Les « problèmes de statuts »
Le syndicat est, en effet, impliqué dans un procès qui l’oppose à l’État luxembourgeois. Au cours de ce procès, l’avocat représentant l’État a fait valoir l’argument selon lequel « la partie Apess – dont les statuts ne sont pas conformes à la loi – ne saurait se prévaloir de la capacité d’agir en justice, faute de personnalité juridique ». Selon le comité exécutif actuel, ces problèmes de statuts n’ont été identifiés que le 23 mars, soit deux jours avant l’assemblée générale.
Or, argumentent les adversaires de Reding, pour pouvoir changer les statuts, il faudrait déjà qu’un nouveau comité exécutif soit élu et convoque une AG extraordinaire. Le comité exécutif faisant fonction maintient, de son côté, que des élections avant l’été n’étaient tout simplement pas possibles. En cause : une procédure de médiation, impliquant six membres de l’Apess qui avaient introduit un recours contre le déroulement de l’assemblée générale du 25 mars. Parmi ces six membres, selon Reding, des membres ayant introduit une procuration et estimant n’avoir pas bénéficié du droit de se faire représenter.
Une procédure de médiation implique, selon le comité exécutif, « la suspension de toutes les opérations électorales jusqu’à ce qu’un accord ou un échec de médiation soit constaté ».
L’ultimatum
Mais les frondeurs ne sont pas prêts à attendre. Ils ont posé un ultimatum au comité exécutif : soit celui-ci organise des élections avant le 13 octobre 2016, soit d’« autres moyens » seront engagés. Une menace qui ne fait pas fléchir Daniel Reding : « Nous attendrons la fin de la procédure de médiation et la clarté dans le procès nous opposant à l’État. »

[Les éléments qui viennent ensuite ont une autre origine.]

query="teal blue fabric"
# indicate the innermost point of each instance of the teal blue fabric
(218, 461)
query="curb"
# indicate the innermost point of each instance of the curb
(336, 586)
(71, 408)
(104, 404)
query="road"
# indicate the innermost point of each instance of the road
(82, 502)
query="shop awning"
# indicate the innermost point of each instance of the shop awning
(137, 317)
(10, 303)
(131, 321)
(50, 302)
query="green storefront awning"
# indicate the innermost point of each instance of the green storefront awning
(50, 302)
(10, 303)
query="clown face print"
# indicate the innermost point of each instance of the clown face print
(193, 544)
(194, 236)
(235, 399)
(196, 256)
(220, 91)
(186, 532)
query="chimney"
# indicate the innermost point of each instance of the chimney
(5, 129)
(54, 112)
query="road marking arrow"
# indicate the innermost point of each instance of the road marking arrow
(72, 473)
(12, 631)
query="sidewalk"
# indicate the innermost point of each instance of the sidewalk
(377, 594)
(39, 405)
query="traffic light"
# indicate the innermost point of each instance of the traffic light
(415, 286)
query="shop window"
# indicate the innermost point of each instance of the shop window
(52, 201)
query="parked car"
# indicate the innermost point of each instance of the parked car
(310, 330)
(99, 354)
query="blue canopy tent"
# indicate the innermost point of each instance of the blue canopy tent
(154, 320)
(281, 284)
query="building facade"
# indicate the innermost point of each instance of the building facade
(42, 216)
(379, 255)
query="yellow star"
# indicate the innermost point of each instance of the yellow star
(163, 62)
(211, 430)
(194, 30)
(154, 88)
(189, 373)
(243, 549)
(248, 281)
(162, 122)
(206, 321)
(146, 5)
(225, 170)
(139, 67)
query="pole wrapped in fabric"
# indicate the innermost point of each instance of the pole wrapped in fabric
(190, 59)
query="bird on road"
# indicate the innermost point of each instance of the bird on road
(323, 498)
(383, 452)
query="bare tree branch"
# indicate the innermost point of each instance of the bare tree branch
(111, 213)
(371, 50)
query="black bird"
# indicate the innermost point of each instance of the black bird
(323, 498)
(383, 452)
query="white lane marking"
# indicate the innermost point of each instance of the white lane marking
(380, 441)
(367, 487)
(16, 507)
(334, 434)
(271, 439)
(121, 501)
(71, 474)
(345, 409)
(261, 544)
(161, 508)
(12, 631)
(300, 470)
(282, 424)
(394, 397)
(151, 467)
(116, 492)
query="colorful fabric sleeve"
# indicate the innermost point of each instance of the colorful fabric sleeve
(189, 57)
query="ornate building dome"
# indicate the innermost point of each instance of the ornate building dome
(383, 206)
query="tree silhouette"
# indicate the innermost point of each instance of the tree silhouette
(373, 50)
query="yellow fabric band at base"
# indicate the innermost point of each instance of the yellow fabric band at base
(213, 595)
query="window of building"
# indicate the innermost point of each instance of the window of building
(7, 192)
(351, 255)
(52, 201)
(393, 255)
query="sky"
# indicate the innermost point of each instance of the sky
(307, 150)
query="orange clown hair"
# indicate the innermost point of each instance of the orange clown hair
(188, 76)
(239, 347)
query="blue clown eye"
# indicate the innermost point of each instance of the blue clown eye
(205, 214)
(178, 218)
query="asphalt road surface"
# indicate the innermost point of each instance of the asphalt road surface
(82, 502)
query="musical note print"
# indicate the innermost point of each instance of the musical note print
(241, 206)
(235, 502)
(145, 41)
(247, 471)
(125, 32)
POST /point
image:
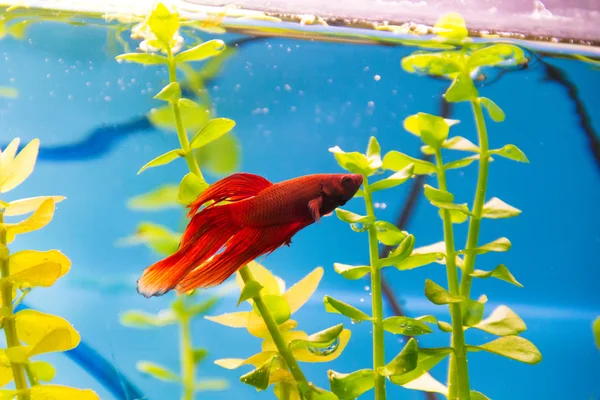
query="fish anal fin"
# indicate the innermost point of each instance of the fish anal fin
(314, 206)
(232, 188)
(246, 245)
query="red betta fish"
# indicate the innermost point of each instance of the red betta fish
(257, 218)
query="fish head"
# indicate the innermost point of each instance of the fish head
(340, 188)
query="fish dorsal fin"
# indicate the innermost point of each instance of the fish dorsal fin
(314, 206)
(234, 187)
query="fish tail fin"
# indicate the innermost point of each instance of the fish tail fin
(205, 235)
(233, 188)
(246, 245)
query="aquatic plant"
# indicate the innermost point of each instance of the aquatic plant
(274, 365)
(160, 34)
(30, 333)
(457, 61)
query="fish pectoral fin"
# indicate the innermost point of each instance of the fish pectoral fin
(314, 206)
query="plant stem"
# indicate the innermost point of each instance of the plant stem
(277, 337)
(475, 220)
(187, 358)
(181, 133)
(377, 299)
(458, 373)
(10, 329)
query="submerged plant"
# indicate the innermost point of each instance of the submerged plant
(30, 333)
(160, 31)
(274, 365)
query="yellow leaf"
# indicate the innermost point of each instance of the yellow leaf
(299, 294)
(45, 266)
(264, 277)
(40, 218)
(318, 355)
(20, 168)
(269, 345)
(56, 392)
(8, 154)
(5, 370)
(25, 206)
(256, 360)
(45, 333)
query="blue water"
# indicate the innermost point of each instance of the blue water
(311, 96)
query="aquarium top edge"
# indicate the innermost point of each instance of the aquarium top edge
(273, 23)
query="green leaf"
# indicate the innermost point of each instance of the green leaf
(462, 89)
(495, 112)
(404, 362)
(190, 188)
(456, 217)
(452, 26)
(513, 347)
(374, 153)
(157, 371)
(354, 161)
(320, 340)
(499, 245)
(437, 64)
(463, 162)
(418, 260)
(214, 129)
(279, 308)
(389, 234)
(259, 378)
(170, 93)
(496, 208)
(496, 54)
(141, 319)
(352, 218)
(596, 330)
(405, 326)
(396, 161)
(162, 159)
(393, 180)
(473, 311)
(205, 385)
(478, 396)
(502, 322)
(202, 51)
(251, 289)
(401, 252)
(351, 272)
(434, 194)
(433, 130)
(452, 207)
(43, 370)
(163, 23)
(335, 306)
(351, 386)
(500, 272)
(512, 152)
(427, 359)
(438, 295)
(143, 58)
(199, 355)
(161, 198)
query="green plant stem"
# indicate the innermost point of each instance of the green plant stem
(377, 298)
(458, 373)
(181, 133)
(277, 337)
(475, 221)
(187, 358)
(10, 329)
(245, 273)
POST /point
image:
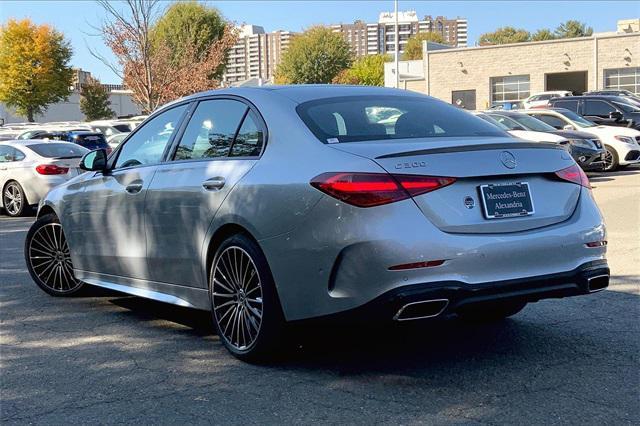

Le comité exécutif actuel parle, lui, d’une tentative d’infiltration orchestrée par la Délégation nationale des enseignants (DNE), fondée par le bureau de coordination des comités de profs. Le « bureau de coordination », qui s’était profilé pendant le conflit opposant les enseignants à Claude Meisch comme représentant de la fraction « dure » des profs, opposée à tout accord, tenterait maintenant d’obtenir gain de cause en infiltrant les syndicats.
Pour Daniel Reding, le motif des frondeurs est clair : « Ils veulent notre caisse. » Le SEW comme la Feduse dépendant de syndicats plus larges (OGBL et CGFP), l’Apess serait une proie assez facile. Quoi qu’il en soit, force est de constater que parmi les quatre membres frondeurs, deux au moins font partie du fameux « bureau de coordination ». L’un d’entre eux était d’ailleurs membre de la Feduse jusqu’à récemment.